Tras haber sido presentado esta semana por la querella como una nueva víctima -hasta el momento su nombre había sido citado por varios denunciantes, aunque solamente como testigo-, en su declaración el joven manifestó haber sido víctima de distintos episodios sexuales que tienen a los 6 imputados como protagonistas (los curas Nicola Corradi y Horacio Corbacho; los ex administrativos Jorge Bordón, José Luis Ojeda y Armando Gómez; y la monja japonesa Kumiko Kosaka). 

Pero además, mencionó un episodio más que confuso: relató haber presenciado el momento en el que un niño que iba a la institución cayó del techo y murió en el lugar. Y dijo que los curas y directivos también fueron testigos de esa situación, pero que la ocultaron. 

Lo que resulta llamativo es que -hasta el momento- no existe ninguna denuncia formal o versión de un alumno fallecido mientras asistía al instituto ubicado en Boedo 385 (Carrodilla).

Por otro lado, a estos detalles escalofriantes el denunciante sumó otros nombres al listado de acusados -involucró a docentes y ex directivos como encubridores-, por lo que es muy probable que ahora el fiscal Gustavo Stroppiana amplíe el foco de la investigación y sume a estos nuevos implicados a la investigación (muchos de ellos ya estaban mencionados, aunque no tan “pegados”). 

“A los seis que estaban ya denunciados y están imputados los hundió aún más con su declaración, involucrándolos como autores y encubridores de abusos que él sufrió. Pero, además, comprometió a otras personas que si bien ya estaban mencionadas parecían -a priori-  no estar tan involucradas con los hechos. Pero en su declaración ha sido contundente, y los hundió también”, destacó una fuente judicial.

Durante la declaración, el joven acusó directamente a Ojeda, Gómez y Corbacho de haber abusado sexualmente de él, mientras que sobre Corradi y Kosaka dijo que estaban al tanto de la situación y la encubrían. Incluso, involucró a ex docentes, ex directivos y a otra monja que trabajaba en el instituto como cómplices silenciosos de los abusos.

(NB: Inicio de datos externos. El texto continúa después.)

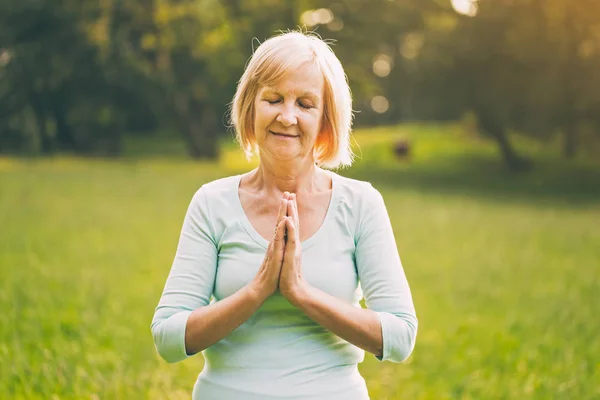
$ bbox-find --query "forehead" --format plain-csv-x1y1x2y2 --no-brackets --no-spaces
261,64,325,98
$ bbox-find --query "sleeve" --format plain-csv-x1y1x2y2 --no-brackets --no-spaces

“El relato fue desgarrador, y los hechos denunciados son aberrantes. Da cuenta de abusos que sufrió y evidencia una complicidad manifiesta de otras personas que trabajaban en el Próvolo por aquellos años”, indicó el abogado Oscar Barrera, quien acompaña al denunciante y lo presentó como víctima el martes pasado. Además de sostener que el sacerdote Corradi y la monja Kosaka sabían de los ataques sexuales, sostuvo que era muy común que actuaran de forma “brutal y violenta”. Y confirmó la presencia de revistas y material pornográfico en el establecimiento.

“Ya no se trata de hechos aislados. Hay una clara sistematización, no sólo en los episodios de abusos en sí, sino en el ocultamiento también”, acotó Barrera.
No es mendocino

De lo poco que trascendió del nuevo denunciante -su identidad se mantiene en reserva- , se sabe que es nacido en el litoral argentino y que asistió al instituto religioso de Luján entre 2004 y 2009. Llegó con 8 años -antes había asistido al Próvolo de La Plata, donde  también hay denuncias contra Corradi y Corbacho-, y estaba internado en la institución.

La Defensoría de las Personas con Discapacidad fue la que recientemente logró dar con el paradero de esta nueva víctima, y previo a la entrevista de ayer le brindó contención psicológica y asistencia.

“Cuando el joven fue retirado por sus familiares del Instituto tras haber sido víctima de hechos de violencia, cambió de paradero temiendo por su integridad”, explicaron desde la entidad.